PALEMBANG – Kemajuan teknologi kecerdasan buatan atau Artificial Intelligence (AI) semakin memudahkan siapa saja menciptakan gambar yang tampak nyata. Namun di balik kemudahan tersebut, tersimpan risiko besar berupa penyebaran informasi menyesatkan yang dapat memicu kepanikan masyarakat.
Fenomena itu baru saja terjadi di Kecamatan Gandus, Kota Palembang. Foto yang sempat viral dan disebut-sebut memperlihatkan sosok pocong gentayangan di kawasan tersebut akhirnya dipastikan bukan kejadian nyata, melainkan hasil rekayasa menggunakan teknologi AI.
Kepastian itu diperoleh setelah jajaran Polsek Gandus Polrestabes Palembang mengamankan pembuat konten yang pertama kali menyebarkan gambar tersebut ke media sosial.
“Hasil pemeriksaan dan klarifikasi menunjukkan bahwa foto pocong yang beredar merupakan hasil editan menggunakan teknologi AI,” ujar Kapolsek Gandus AKP I Made Budi Harta, Senin (1/6/2026).
Pembuat konten tersebut diketahui bernama Febrianto alias Ebi (24), seorang wiraswasta asal Palembang. Ia diamankan untuk dimintai keterangan terkait unggahan yang telah menyebar luas dan memunculkan berbagai spekulasi di masyarakat.
“Banyak warga yang mempercayai gambar tersebut sebagai peristiwa nyata. Tanpa melakukan verifikasi, foto itu kemudian dibagikan ulang ke berbagai grup percakapan dan media sosial sehingga informasi yang tidak benar semakin meluas, ” kata dia.
Akibatnya, muncul berbagai cerita dan asumsi liar yang berkembang di tengah masyarakat. Sebagian warga bahkan mengaitkannya dengan isu mistis yang disebut-sebut terjadi di kawasan Gandus.

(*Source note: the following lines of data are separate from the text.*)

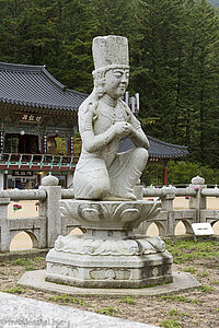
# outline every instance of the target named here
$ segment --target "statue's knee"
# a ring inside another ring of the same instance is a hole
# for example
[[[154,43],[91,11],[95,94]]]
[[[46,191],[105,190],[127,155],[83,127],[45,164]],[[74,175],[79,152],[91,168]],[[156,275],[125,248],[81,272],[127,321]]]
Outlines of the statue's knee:
[[[146,163],[148,162],[149,154],[148,154],[147,149],[137,148],[135,155],[137,156],[138,161],[146,162]]]

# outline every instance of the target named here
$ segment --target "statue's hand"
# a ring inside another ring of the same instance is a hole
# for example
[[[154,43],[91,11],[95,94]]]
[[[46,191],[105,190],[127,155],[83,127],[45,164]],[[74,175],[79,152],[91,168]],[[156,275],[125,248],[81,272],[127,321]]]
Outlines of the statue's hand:
[[[118,137],[128,137],[134,133],[134,128],[130,124],[125,121],[119,121],[114,125],[116,129],[116,136]]]

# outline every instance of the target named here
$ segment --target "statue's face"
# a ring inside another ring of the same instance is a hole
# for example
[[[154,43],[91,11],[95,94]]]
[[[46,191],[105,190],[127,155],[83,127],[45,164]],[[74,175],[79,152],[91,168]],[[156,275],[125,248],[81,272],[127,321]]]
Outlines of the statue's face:
[[[122,97],[128,86],[129,70],[116,68],[106,71],[104,91],[112,98]]]

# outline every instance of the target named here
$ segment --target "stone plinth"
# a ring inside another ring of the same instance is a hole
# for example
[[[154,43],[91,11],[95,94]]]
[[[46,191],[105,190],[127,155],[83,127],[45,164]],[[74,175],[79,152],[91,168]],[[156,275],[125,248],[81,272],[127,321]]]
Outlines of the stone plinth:
[[[157,215],[160,202],[61,200],[60,210],[87,233],[58,237],[47,255],[47,281],[83,288],[172,282],[172,256],[165,244],[160,237],[132,233]]]

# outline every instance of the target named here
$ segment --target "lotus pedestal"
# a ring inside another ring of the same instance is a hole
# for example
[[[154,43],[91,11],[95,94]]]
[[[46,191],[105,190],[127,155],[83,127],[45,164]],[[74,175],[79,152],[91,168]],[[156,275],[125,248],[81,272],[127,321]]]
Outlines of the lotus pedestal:
[[[158,214],[160,202],[61,200],[60,209],[87,233],[58,237],[47,255],[47,281],[81,288],[172,282],[173,259],[164,242],[132,232]]]

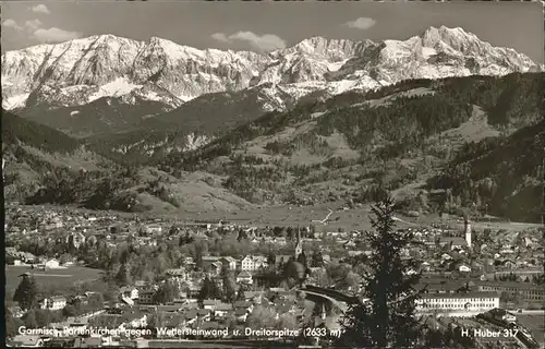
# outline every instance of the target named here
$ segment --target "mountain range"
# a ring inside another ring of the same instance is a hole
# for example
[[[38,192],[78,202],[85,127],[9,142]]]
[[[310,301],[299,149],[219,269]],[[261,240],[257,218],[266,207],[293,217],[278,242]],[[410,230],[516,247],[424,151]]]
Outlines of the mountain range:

Saat ini, polisi masih mendalami motif pembuatan dan penyebaran konten tersebut. Status hukum pembuat konten juga masih dalam tahap pemeriksaan dan belum ditetapkan sebagai tersangka.
“Kami masih melakukan pendalaman untuk mengetahui motif yang sebenarnya, apakah hanya untuk hiburan atau ada tujuan lain,” kata Made.

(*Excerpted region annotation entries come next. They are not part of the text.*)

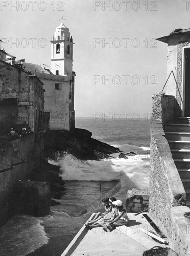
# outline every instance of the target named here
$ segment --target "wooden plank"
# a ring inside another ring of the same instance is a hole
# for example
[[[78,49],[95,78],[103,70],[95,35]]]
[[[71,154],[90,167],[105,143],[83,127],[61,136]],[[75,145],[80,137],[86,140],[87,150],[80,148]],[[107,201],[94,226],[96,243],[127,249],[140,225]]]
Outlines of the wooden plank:
[[[152,234],[152,233],[150,233],[150,232],[149,232],[148,230],[144,229],[142,229],[142,228],[139,228],[139,229],[140,229],[140,231],[144,233],[145,234],[146,234],[146,235],[148,235],[148,236],[151,236],[152,237],[155,238],[157,240],[158,240],[161,243],[165,243],[165,244],[168,243],[166,240],[165,240],[165,239],[163,239],[163,238],[161,238],[161,237],[159,237],[159,236],[158,236],[156,235],[154,235],[153,234]]]
[[[147,209],[146,209],[145,210],[144,210],[144,211],[141,211],[141,212],[137,212],[137,213],[135,213],[135,214],[134,214],[134,216],[137,216],[137,215],[139,215],[139,214],[140,214],[140,213],[141,213],[142,212],[145,212],[146,211],[148,211],[148,208]]]

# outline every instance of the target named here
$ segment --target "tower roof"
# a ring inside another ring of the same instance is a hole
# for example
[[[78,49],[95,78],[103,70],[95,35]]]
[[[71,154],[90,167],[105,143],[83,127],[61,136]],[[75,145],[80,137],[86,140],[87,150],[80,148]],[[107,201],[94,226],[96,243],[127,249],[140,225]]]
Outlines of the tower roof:
[[[56,27],[56,30],[57,29],[62,29],[62,30],[65,30],[69,29],[69,28],[66,27],[66,26],[64,25],[64,24],[63,22],[62,22],[58,27]]]
[[[175,29],[169,35],[166,35],[159,38],[156,38],[156,40],[168,43],[170,38],[174,38],[178,36],[181,36],[184,34],[190,35],[190,28],[187,29],[182,29],[182,28],[177,28]]]

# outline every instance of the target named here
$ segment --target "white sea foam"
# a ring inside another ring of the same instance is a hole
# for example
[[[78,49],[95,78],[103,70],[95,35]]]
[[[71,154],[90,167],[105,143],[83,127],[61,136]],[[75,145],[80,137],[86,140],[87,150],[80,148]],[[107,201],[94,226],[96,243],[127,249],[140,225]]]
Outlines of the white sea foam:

Dirinya pun mengingatkan masyarakat agar lebih kritis terhadap berbagai konten visual yang beredar di internet. Kemampuan AI yang semakin canggih membuat foto maupun video palsu dapat dibuat dengan tampilan yang sangat meyakinkan.

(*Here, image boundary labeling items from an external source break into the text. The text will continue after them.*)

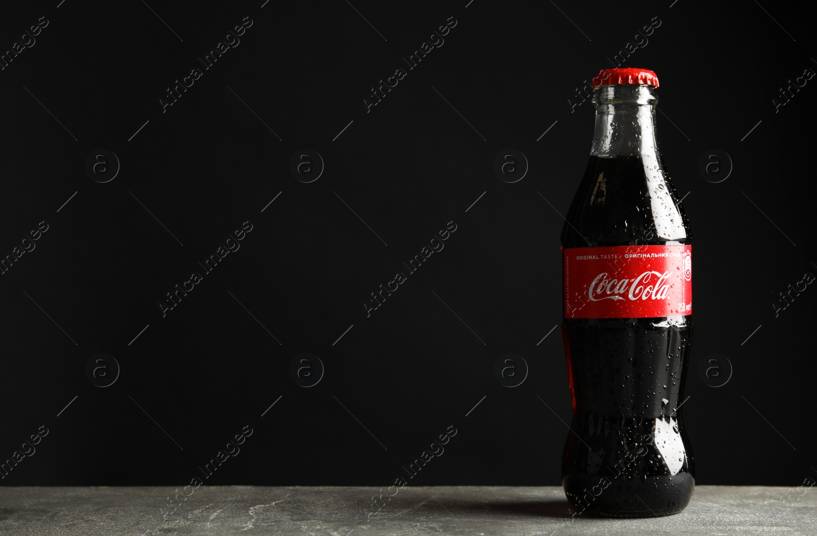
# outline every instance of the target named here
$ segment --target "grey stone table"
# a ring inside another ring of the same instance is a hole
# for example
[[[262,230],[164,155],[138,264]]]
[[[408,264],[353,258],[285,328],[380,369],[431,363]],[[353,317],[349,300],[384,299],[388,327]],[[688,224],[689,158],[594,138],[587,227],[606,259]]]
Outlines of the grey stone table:
[[[641,520],[572,518],[558,487],[406,486],[378,511],[379,489],[3,487],[0,534],[817,534],[817,488],[699,486],[683,512]]]

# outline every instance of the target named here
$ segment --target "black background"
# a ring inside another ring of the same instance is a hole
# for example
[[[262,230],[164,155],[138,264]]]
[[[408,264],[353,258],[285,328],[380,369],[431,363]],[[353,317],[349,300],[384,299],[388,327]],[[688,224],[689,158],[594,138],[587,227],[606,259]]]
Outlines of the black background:
[[[659,138],[694,234],[697,482],[815,476],[817,290],[778,317],[770,306],[817,274],[817,80],[777,113],[770,100],[817,69],[793,3],[58,3],[0,19],[2,51],[49,21],[0,71],[0,255],[49,226],[0,275],[0,459],[49,430],[2,485],[181,487],[245,425],[207,484],[386,485],[453,425],[411,484],[559,485],[559,212],[593,112],[569,99],[654,17],[623,66],[660,78]],[[248,16],[240,44],[163,113],[166,87]],[[367,113],[370,88],[452,16]],[[105,183],[85,171],[100,148],[121,163]],[[288,171],[303,148],[325,163],[308,184]],[[512,184],[493,172],[509,148],[529,163]],[[717,183],[698,171],[713,148],[734,163]],[[240,249],[163,317],[165,293],[248,221]],[[367,318],[369,293],[449,221],[444,249]],[[121,366],[109,387],[85,376],[98,352]],[[289,376],[302,352],[325,367],[310,388]],[[529,367],[512,389],[493,373],[507,352]],[[734,367],[718,388],[697,373],[712,353]]]

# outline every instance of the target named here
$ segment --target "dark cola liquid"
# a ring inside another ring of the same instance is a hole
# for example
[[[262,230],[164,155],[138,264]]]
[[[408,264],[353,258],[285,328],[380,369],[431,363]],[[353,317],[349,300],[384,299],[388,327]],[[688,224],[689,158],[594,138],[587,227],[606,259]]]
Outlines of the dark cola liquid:
[[[592,156],[562,246],[690,243],[676,199],[668,179],[641,157]],[[676,409],[691,334],[691,315],[564,319],[574,433],[565,444],[562,484],[574,508],[648,517],[689,503],[693,458],[683,408]]]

“Masyarakat diminta tidak langsung mempercayai atau menyebarkan informasi yang belum terverifikasi kebenarannya. Langkah sederhana seperti mengecek sumber informasi, mencari pemberitaan resmi, dan melakukan konfirmasi dapat mencegah penyebaran hoaks yang berpotensi menimbulkan keresahan publik, “kata dia.